I’ve definitely been triggered by people on Twitter this year because so many of the discussions around revenue, markets, and scale are from a software/SaaS perspective. We don’t do that.
Here’s what we do:
- 15m+ pageviews across six membership sites
- mid-six-figure revenue ($)
- 80-90% profit margin
- fully outsourced customer support
- fully outsourced content/product creation
- thousands of happy customers
What I find most impressive about the scale of our operation this year is that our primary customer is elementary and high school teachers.
Trust me when I say that it’s like getting blood out of a stone selling to them! It’s a true testament of the products that we’ve built that they are finding the budget to purchase them when so many teachers are overworked and underpaid, often funding the purchase out of their own pocket.
Buying and selling
In addition to the core business, we also did some pretty impressive wheeling and dealing as well.

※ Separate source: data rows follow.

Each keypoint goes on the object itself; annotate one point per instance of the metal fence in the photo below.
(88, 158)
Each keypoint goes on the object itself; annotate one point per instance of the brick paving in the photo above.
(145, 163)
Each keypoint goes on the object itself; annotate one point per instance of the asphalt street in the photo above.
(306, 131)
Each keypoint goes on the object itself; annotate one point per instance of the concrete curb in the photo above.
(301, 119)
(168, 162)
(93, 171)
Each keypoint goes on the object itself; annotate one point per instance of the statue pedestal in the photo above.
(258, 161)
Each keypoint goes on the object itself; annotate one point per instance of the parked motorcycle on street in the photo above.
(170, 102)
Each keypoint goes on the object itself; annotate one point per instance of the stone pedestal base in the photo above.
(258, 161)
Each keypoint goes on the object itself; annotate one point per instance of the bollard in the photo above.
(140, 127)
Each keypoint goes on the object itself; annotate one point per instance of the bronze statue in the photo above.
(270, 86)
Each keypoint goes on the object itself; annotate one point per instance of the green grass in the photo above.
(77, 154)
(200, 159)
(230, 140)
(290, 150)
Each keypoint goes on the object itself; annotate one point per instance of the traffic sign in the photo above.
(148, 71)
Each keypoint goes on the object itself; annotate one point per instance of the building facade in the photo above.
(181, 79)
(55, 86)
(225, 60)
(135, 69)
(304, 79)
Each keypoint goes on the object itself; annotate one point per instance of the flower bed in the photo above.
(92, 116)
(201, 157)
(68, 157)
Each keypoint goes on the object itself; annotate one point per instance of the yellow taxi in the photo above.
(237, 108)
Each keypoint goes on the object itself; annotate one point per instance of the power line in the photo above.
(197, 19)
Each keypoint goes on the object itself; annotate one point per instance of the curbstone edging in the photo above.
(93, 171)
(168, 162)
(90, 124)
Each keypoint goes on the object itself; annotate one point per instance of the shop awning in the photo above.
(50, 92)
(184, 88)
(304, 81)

We bought a network of ~60 websites in September for low-mid six figures at a very decent multiple.
What I’m most proud of with this purchase is how quickly we were able to get the capital and make the purchase. So many buyers get a due diligence checklist that is dozens of pages long and work through them one-by-one.
Our process is much more straightforward:
- Do we know/trust the seller?
- Can we verify the organic search traffic?
- Are there any potential risks?
- What is the potential for growth?
That last one is important because I think one of my primary skills is in seeing the potential for growth in an existing asset. These sites were not being grown and had so much potential that we HAD to get the deal done as soon as possible.
Of the sites we bought, three of them were incredible, and one of them, in particular, is a site both me and Ryan have coveted for years: Nine Planets
It quickly became apparent that taking 60+ content sites and migrating them all to WordPress, producing content schedules for each, and then outsourcing the content itself, was going to be a huge task.
Added to that, a lot of them were very niche and not likely to grow at a rate that made it worthwhile investing in.
We reached out to an advertiser who had wanted to buy the sites before we did the deal, and we agreed to sell all but the three sites we really wanted.
One final sale
There is one more deal that we didn’t manage to complete in 2019. All of the paperwork was essentially done, but we ran out of time to sign the contracts before the Christmas/New Year break.
Personally, I blame the lawyers and their archaic back-and-forth Word document revisions.
I’m not sure how much I’ll be able to talk about the sale when it goes through, but it’s our primary asset and I think it’s a good deal for both parties.
I’ll probably write a post about the generalities of why we decided to sell but, for me, the time value of the money was the primary motivator.
Having the next x years of profit in cash right now is more valuable and useful to us as we look at alternative ways to compound our wealth.
Health and fitness
When your wife is a yoga teacher, you’re obligated to do it, and I actually really enjoyed a daily practice, especially during my sabbatical.
Yoga helps to calm my mind and forget about the to-do list.
I also did a 90-day “SIX PACK REVOLUTION” plan and lost 5kg of fat. Yes, I did get a six-pack. No, I won’t show you. Yes, I did lose it over Christmas.
I started lifting weights again for the first time in 2 years after tearing my rotator cuff and turning to bodyweight and yoga exclusively.
Like anything, fitness is pretty simple. You know the steps to get in shape, but maintaining the habit and showing up every day is the true secret.
During the six-pack fitness program, we did pushups and squats daily, eventually up to 170 a day. It became a battle of the mind and dropping down to do sets of 50/40/30/20/10/whatever even when you really didn’t want to.
Since leaving Automattic I haven’t travelled as much as in previous years BUT when I have travelled it’s been with family – which is more fulfilling.
10 days of all-you-can-eat madness.
No kids, no selfies, but lots of eating, drinking, and cat cafes.
The kids definitely enjoyed rocking out in the rain.
Flexing on the World’s Strongest Man, Martins Licis, and the legendary Big Z.